Scott Asheton, drummer and co-founder of the Stooges who played with the band from its inception in 1967, died this weekend from an unspecified illness. He was 64 years old. The news was confirmed by Asheton’s bandmate Iggy Pop, who posted a tribute to Asheton on his Facebook page.
Born in Washington D.C., Asheton moved to Ann Arbor, Michigan when he was 14 years old. He began playing music with his brother Ron at a young age, but the two couldn’t hold a stable band together until they met James Osterberg, the future Iggy Pop. Together, the band became The Stooges, and they quickly became the standard-bearers for a new kind of fast, scuzzy garage rock that was taking Ann Arbor and nearby Detroit by storm. After the band signed to Elektra in 1969, Scott played on all four of the Stooges’ immensely influential albums, from their self-titled debut to their original swan song Raw Power.

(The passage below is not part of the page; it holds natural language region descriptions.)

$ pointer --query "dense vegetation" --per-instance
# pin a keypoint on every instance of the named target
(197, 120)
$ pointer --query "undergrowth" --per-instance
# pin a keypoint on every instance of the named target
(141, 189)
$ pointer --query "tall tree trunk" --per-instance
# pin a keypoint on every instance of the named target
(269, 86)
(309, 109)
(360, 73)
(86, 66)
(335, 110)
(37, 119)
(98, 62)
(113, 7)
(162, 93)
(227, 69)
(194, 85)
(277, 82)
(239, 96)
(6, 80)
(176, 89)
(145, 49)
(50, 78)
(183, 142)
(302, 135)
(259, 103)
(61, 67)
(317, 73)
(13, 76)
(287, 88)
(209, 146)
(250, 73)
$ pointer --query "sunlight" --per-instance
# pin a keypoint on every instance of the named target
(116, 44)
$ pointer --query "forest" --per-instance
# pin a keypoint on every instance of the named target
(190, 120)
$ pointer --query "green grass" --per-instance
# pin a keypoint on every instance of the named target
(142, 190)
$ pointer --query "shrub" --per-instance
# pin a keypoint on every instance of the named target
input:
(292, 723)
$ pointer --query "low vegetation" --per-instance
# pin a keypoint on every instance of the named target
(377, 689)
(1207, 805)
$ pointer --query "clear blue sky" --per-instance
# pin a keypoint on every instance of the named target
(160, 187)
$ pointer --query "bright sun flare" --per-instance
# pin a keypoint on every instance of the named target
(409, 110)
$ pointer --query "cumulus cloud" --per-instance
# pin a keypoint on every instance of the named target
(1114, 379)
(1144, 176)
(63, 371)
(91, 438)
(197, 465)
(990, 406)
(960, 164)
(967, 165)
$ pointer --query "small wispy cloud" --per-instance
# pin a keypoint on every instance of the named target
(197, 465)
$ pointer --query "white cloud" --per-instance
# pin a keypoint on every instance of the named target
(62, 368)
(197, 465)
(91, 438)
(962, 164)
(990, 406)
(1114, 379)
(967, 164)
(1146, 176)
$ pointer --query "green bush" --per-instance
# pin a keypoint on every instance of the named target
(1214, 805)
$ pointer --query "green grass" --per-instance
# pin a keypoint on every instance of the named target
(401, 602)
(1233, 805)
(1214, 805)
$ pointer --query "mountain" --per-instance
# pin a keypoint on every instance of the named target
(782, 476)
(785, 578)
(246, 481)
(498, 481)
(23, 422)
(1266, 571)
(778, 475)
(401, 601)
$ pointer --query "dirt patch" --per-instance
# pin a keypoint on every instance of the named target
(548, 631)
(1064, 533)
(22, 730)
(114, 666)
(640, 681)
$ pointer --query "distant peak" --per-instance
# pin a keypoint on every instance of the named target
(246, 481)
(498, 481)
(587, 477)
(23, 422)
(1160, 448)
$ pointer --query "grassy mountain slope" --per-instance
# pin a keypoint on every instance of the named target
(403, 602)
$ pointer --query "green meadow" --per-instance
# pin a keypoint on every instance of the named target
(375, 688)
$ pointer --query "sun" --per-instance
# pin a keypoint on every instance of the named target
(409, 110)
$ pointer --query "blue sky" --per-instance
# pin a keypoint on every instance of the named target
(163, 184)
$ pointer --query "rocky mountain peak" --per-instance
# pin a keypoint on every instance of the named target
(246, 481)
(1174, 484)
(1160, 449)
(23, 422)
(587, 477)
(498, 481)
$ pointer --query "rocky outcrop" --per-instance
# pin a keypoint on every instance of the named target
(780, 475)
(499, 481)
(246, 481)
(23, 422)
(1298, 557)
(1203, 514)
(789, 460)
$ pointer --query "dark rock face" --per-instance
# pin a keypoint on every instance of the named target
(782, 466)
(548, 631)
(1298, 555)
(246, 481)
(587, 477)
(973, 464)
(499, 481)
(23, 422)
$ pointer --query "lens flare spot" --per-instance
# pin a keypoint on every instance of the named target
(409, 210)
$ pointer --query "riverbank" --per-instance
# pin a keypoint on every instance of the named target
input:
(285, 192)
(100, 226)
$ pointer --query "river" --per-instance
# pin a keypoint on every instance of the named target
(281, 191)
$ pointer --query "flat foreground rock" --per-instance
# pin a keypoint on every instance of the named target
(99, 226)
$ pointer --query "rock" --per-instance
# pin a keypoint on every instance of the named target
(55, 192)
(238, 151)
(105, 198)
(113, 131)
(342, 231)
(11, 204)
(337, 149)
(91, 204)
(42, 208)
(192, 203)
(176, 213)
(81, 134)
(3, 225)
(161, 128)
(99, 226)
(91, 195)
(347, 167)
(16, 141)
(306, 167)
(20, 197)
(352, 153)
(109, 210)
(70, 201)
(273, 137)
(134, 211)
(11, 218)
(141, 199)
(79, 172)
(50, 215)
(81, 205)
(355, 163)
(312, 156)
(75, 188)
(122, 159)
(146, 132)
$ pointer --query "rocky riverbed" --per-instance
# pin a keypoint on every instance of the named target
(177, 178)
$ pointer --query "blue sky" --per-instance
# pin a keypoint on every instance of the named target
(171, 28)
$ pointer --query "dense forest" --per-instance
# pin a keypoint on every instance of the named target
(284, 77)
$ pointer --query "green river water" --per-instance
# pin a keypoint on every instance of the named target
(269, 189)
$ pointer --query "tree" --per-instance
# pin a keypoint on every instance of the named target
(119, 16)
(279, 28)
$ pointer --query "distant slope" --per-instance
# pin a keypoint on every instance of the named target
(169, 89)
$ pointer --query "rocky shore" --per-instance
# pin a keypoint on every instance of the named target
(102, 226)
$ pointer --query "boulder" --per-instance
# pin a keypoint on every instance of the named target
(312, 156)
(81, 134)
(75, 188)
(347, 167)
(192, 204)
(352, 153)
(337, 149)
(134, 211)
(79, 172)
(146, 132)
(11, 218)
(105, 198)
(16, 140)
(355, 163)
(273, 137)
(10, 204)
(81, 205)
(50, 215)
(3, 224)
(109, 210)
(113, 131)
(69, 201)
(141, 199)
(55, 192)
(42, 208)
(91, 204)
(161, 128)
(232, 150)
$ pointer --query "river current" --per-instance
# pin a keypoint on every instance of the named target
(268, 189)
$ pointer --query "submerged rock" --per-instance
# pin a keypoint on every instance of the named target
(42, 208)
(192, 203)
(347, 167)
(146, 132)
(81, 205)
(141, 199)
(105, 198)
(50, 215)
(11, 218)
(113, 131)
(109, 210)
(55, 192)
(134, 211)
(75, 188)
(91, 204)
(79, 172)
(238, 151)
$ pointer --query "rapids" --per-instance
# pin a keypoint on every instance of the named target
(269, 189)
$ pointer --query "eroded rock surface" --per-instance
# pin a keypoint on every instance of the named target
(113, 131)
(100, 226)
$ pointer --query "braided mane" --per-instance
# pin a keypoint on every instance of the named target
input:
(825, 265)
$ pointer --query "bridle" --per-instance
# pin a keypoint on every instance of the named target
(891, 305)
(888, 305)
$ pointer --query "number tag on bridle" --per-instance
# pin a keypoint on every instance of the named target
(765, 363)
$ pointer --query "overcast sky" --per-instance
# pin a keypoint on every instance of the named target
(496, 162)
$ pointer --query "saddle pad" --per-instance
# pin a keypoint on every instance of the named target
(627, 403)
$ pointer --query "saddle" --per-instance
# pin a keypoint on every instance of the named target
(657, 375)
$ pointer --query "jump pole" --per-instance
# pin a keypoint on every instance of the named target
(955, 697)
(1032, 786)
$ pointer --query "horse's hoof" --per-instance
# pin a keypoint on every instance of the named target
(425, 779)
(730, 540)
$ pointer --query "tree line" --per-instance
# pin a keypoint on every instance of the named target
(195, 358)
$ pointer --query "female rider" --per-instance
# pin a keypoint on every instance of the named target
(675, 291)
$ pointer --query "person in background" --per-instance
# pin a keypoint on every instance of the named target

Scott kept things low-key after the Stooges broke up in 1974, but a 2000 tour with Ron, Dinosaur Jr. guitarist J. Mascis and Minutemen bassist Mike Watt caught the attention of Pop, and the Stooges reunited in 2003. They released one album, The Weirdness, in 2007 before Ron died of a heart attack. Scott and Iggy soldiered on, re-recruiting James Williamson (guitarist for the band on Raw Power) for one more album, 2013’s Ready To Die.